201509439/1/A1.
Datum uitspraak: 30 november 2016
AFDELING
BESTUURSRECHTSPRAAK
Uitspraak op het hoger beroep van:
[appellante] en anderen, allen gevestigd dan wel wonend te Wezup, gemeente Coevorden,
tegen de uitspraak van de rechtbank Noord-Nederland van 20 november 2015 in zaak nr. 14/3184 in het geding tussen:
[appellante] en anderen
en
het college van burgemeester en wethouders van Coevorden.
Procesverloop
Bij besluit van 17 september 2012 heeft het college vrijstelling op grond van artikel 19, eerste lid, van de Wet op de Ruimtelijke Ordening verleend voor het bouwen van een woning op het perceel, kadastraal bekend gemeente Zweeloo, sectie P, nummer 111, plaatselijk bekend tussen [locatie 1] en [locatie 2] (hierna: het perceel).
Bij besluit van 9 juli 2014 heeft het college een omgevingsvergunning tweede fase verleend voor het bouwen van een woning op het perceel.
Bij uitspraak van 20 november 2015 heeft de rechtbank het door [appellante] en anderen tegen deze besluiten ingestelde beroep ongegrond verklaard. Deze uitspraak is aangehecht.
Tegen deze uitspraak hebben [appellante] en anderen hoger beroep ingesteld.
Het college heeft een verweerschrift ingediend.
Daartoe in de gelegenheid gesteld, hebben [belanghebbende A] en [belanghebbende B] (hierna tezamen en in enkelvoud: [belanghebbende]) een schriftelijke uiteenzetting ingediend.
Het college en [appellante] en anderen hebben nadere stukken ingediend.
De Afdeling heeft de zaak ter zitting behandeld op 10 oktober 2016, waar [appellante] en anderen, vertegenwoordigd door [gemachtigde] en bijgestaan door mr. M.T. Hoen, advocaat te Wijnjewoude, en het college, vertegenwoordigd door J. Hennessy-Jager werkzaam bij de gemeente, en mr.M. Bekooy, advocaat te Zwolle, zijn verschenen. Voorts is ter zitting als partij gehoord [belanghebbende].
Overwegingen
Inleiding
1. [belanghebbende] is eigenaar van het perceel en heeft op 18 april 2005 een aanvraag ingediend voor een vrijstelling voor het bouwen van een woning op het perceel. Het college heeft daarvoor vervolgens bij besluit van 22 september 2009 een vrijstelling verleend. Tegen dat besluit is beroep ingesteld bij de rechtbank Assen. Deze rechtbank heeft dat beroep bij uitspraak van 18 januari 2011 gegrond verklaard en de vrijstelling vernietigd. Bij besluit van 17 september 2012 heeft het college vervolgens opnieuw vrijstelling verleend en bij besluit van 9 juli 2014 een omgevingsvergunning tweede fase voor het bouwen verleend. In het geldende bestemmingsplan "Wezup" is aan het perceel de bestemming "Agrarisch gebied met landschappelijke waarde" toegekend.

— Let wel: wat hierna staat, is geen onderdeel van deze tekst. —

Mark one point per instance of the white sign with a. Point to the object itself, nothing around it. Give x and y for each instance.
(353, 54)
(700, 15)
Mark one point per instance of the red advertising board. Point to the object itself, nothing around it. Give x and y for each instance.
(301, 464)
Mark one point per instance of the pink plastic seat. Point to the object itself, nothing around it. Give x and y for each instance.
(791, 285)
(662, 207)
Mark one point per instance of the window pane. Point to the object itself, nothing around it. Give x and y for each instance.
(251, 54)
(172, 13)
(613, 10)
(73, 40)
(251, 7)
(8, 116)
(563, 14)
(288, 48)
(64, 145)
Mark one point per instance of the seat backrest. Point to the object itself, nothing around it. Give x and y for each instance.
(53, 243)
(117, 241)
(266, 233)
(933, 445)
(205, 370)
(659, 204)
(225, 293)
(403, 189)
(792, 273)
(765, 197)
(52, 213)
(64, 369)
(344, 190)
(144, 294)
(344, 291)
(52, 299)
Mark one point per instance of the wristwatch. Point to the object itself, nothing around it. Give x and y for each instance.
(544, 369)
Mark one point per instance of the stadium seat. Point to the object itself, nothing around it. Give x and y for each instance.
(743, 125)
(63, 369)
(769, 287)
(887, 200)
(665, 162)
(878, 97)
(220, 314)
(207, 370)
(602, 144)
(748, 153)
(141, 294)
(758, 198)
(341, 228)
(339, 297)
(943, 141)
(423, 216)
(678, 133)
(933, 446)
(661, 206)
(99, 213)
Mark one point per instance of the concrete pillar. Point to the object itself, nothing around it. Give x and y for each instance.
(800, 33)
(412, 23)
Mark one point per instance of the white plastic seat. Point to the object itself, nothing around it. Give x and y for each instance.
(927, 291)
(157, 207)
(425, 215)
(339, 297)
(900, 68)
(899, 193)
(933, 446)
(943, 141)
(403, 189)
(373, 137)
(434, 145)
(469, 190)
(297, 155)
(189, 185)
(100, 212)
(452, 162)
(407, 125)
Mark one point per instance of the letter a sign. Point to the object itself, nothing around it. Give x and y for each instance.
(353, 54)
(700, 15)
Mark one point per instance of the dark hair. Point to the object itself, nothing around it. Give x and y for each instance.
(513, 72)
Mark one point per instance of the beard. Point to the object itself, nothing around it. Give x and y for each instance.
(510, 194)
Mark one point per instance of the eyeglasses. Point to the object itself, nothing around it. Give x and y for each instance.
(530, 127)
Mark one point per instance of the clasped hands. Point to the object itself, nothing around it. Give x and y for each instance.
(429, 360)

[appellante] en anderen zijn eigenaren en omwonenden van omliggende percelen. Volgens hen heeft het college onvoldoende rekening gehouden met de cultuurhistorische waarden ter plaatse en hun belangen.
2. De verleende vrijstelling wordt op grond van artikel 1.5b van de Invoeringswet Wet algemene bepalingen omgevingsrecht (hierna: Wabo) gelijkgesteld met een beschikking met betrekking tot de eerste fase van een omgevingsvergunning als bedoeld in artikel 2.5 van de Wabo voor een activiteit als bedoeld onder artikel 2.1, eerste lid, onder c, van de Wabo. Voor de mogelijkheid van beroep wordt deze vrijstelling op grond van artikel 1.5a, vierde lid, van de Invoeringswet Wabo als één besluit aangemerkt met de omgevingsvergunning tweede fase voor het bouwen.
Legesverordening
3. [appellante] en anderen betogen dat de vrijstelling is verleend in strijd met artikel 4 van de Legesverordening 2011, omdat de kosten voor aanpassing van de aanvraag om vrijstelling na de uitspraak van de rechtbank Assen voor rekening van de gemeente zijn gekomen.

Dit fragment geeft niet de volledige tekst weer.